Starting just days before the armada set out from the south coast of England, we are shown the selfless work of agents in occupied Europe to throw the Nazis off the scent. It ranged from washing a body up on the coast of North Africa of a supposed British officer with secret, bogus invasion documents through to detailed diversionary tactics.
The story starts when we learn that the Allies had sent a geologist to the Normandy shores to take samples of sand, part of intricate preparations so engineers would know exactly what type of ground waited for the landing crafts.
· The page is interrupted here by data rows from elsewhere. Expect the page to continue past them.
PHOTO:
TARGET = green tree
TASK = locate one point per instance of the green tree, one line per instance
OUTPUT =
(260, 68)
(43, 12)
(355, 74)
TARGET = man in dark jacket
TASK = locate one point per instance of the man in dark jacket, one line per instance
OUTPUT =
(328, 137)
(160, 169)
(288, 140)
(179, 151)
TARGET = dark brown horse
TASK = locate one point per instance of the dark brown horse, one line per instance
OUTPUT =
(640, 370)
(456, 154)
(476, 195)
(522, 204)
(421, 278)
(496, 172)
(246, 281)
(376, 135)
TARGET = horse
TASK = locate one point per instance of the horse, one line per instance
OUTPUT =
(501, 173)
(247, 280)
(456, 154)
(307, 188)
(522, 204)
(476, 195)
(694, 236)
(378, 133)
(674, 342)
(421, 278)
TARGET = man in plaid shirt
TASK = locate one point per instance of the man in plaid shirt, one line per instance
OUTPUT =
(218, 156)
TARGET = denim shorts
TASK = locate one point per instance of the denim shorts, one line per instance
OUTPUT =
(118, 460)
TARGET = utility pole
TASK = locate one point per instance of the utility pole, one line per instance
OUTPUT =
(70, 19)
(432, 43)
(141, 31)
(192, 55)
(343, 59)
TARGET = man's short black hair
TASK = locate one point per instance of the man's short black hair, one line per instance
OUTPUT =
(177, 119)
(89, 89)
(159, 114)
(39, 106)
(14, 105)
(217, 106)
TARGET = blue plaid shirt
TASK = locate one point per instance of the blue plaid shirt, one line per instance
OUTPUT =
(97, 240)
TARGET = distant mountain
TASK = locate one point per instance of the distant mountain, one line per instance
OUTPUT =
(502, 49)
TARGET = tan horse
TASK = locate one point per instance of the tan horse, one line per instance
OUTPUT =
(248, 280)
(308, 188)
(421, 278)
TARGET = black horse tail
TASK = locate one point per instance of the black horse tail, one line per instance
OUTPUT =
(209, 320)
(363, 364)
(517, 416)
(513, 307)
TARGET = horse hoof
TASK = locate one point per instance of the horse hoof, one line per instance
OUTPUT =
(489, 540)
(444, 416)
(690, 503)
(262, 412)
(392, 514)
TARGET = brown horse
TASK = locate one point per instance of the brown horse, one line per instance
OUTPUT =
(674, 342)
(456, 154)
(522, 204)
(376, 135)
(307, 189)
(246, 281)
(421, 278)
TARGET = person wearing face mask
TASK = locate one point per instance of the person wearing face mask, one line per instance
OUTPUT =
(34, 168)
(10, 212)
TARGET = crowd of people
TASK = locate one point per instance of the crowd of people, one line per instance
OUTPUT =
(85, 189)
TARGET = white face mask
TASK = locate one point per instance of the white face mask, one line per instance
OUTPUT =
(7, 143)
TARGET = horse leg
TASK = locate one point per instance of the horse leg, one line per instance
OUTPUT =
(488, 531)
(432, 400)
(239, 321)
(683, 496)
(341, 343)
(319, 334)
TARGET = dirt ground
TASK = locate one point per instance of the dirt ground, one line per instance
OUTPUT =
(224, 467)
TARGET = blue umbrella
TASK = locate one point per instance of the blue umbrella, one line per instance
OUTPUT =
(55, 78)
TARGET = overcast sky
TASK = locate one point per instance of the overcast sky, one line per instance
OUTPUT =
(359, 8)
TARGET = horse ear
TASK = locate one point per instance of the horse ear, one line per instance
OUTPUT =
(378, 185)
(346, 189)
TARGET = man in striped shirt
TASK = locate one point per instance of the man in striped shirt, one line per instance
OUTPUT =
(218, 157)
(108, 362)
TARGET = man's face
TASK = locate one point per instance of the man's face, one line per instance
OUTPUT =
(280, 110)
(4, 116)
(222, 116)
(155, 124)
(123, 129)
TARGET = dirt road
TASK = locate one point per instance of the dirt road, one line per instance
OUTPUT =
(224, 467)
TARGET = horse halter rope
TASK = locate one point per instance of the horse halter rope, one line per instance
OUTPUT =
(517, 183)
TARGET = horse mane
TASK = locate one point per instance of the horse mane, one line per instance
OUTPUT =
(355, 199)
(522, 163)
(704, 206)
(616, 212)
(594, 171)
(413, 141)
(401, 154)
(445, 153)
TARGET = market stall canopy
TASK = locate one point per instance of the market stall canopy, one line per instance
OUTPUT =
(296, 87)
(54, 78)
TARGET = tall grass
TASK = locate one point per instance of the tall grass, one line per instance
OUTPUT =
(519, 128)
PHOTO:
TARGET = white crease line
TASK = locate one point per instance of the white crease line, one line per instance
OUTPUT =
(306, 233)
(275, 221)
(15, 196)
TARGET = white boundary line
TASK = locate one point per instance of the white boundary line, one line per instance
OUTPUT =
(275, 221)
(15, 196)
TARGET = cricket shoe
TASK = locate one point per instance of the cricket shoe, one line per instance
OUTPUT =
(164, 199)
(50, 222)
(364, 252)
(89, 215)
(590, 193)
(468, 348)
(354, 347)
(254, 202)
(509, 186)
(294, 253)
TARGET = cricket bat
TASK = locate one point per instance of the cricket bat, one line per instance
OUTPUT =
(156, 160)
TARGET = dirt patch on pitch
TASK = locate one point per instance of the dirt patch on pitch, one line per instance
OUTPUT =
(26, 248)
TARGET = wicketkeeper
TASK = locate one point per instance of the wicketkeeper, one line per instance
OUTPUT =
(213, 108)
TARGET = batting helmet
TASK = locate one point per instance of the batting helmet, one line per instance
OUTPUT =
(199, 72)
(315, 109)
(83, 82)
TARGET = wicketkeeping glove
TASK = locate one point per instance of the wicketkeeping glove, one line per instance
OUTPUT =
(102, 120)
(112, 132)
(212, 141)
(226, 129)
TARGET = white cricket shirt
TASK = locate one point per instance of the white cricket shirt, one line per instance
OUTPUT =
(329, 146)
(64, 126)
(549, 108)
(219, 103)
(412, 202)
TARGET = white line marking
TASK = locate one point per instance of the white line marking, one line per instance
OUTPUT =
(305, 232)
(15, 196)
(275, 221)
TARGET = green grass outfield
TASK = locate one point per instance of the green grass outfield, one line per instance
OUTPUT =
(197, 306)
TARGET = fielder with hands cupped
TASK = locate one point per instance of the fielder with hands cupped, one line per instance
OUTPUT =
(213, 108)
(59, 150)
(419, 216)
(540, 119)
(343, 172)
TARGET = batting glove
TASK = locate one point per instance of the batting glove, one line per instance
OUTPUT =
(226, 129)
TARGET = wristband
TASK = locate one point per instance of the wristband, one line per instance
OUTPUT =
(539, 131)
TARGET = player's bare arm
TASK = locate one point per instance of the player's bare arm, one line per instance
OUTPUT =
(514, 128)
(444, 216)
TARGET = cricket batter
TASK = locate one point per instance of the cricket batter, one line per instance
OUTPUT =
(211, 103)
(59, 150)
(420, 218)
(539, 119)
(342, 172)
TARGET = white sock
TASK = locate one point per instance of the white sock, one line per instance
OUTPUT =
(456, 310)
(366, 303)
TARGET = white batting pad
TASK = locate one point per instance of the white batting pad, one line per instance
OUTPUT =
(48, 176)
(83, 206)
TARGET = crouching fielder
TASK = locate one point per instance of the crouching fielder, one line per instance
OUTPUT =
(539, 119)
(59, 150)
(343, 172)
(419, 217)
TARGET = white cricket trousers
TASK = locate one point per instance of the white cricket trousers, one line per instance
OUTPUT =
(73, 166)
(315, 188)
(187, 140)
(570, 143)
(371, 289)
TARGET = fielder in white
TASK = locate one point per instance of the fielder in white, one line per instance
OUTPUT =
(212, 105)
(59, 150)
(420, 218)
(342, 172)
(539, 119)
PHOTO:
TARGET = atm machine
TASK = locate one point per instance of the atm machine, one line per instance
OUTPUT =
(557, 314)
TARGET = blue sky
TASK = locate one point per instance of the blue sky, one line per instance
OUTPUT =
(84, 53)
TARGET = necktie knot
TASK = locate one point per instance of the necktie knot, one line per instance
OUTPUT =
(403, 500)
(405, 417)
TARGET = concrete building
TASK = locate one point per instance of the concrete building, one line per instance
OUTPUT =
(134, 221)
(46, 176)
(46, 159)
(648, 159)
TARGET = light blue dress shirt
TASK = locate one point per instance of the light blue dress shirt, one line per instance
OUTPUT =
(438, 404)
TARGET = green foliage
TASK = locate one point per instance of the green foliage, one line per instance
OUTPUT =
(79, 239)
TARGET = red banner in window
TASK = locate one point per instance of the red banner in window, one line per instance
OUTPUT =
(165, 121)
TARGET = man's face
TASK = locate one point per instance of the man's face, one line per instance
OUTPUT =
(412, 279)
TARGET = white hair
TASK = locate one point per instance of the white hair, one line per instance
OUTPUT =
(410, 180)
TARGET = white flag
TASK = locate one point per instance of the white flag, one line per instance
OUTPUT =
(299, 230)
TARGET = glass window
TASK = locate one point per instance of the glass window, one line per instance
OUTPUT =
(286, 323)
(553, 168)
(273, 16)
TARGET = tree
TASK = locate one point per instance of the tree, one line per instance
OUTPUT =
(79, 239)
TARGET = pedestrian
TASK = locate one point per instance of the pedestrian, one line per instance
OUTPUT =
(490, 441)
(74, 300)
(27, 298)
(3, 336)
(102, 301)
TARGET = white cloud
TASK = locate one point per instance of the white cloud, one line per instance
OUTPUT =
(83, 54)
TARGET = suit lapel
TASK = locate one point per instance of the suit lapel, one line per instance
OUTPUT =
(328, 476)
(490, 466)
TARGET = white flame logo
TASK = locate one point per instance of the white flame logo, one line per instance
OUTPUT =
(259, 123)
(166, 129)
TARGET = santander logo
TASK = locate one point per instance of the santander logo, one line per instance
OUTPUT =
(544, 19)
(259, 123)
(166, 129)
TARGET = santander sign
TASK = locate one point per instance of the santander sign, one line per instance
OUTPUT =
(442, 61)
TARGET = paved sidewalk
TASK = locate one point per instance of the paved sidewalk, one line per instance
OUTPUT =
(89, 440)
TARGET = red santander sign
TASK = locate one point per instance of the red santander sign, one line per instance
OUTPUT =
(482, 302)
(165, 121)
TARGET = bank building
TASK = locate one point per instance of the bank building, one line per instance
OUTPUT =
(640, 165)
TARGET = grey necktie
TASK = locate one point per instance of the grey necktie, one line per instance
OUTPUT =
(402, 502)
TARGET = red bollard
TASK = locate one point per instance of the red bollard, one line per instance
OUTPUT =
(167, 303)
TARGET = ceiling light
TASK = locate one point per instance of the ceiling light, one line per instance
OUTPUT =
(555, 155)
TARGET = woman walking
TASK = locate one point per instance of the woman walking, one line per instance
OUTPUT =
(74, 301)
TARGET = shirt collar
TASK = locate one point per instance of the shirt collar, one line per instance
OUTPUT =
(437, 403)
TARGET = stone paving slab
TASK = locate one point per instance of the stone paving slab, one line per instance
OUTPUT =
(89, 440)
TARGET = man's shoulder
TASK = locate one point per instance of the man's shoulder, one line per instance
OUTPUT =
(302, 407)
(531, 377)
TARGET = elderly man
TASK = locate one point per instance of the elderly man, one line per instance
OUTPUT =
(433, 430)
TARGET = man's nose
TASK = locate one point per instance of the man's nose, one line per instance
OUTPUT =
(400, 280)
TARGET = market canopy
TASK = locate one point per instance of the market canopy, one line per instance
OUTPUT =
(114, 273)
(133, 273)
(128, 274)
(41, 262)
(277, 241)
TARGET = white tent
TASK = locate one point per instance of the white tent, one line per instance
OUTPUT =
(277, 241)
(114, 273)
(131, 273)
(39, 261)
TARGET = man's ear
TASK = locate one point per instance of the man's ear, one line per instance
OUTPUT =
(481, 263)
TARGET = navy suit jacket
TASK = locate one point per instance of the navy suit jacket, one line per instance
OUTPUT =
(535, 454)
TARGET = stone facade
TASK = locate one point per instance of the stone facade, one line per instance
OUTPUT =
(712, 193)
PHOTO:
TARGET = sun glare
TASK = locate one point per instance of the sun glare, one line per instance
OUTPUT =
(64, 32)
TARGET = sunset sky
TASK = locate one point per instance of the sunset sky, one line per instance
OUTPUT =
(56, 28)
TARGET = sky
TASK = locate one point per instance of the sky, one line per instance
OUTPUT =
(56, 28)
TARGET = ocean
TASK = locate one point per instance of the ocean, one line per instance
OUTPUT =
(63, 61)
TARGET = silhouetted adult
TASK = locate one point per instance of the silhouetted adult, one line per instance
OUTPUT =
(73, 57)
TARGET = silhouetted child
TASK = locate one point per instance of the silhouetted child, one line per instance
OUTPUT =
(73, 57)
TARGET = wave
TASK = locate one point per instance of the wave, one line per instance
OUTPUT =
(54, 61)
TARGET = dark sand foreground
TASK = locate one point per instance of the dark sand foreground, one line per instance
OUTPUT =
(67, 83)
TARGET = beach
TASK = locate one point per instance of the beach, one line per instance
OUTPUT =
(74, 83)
But when the geologist is discovered, it sets the Nazis wondering what he was doing there – and whether their belief that the invasion would come from Dover to Calais was flawed.
Now it is a race for a team of female Resistance agents to spring him from the hospital where he is masquerading as an injured German officer before he is discovered and tortured to reveal what he knows.
The cast works: it is a who’s who of leading French actors and tallied with a clever attention to detail, even if at times it seems our heroines are simply staggering from one desperate situation to another.
It reveals just what kind of personal sacrifices were required to win the war.
There are moments when the realism slips away and it turns into a bit of a gung-ho war film, guns blazing in the streets of Paris and a romantic side-story to add to the tension. Still, with super production values, this is a war film with a refreshing lack of macho posturing.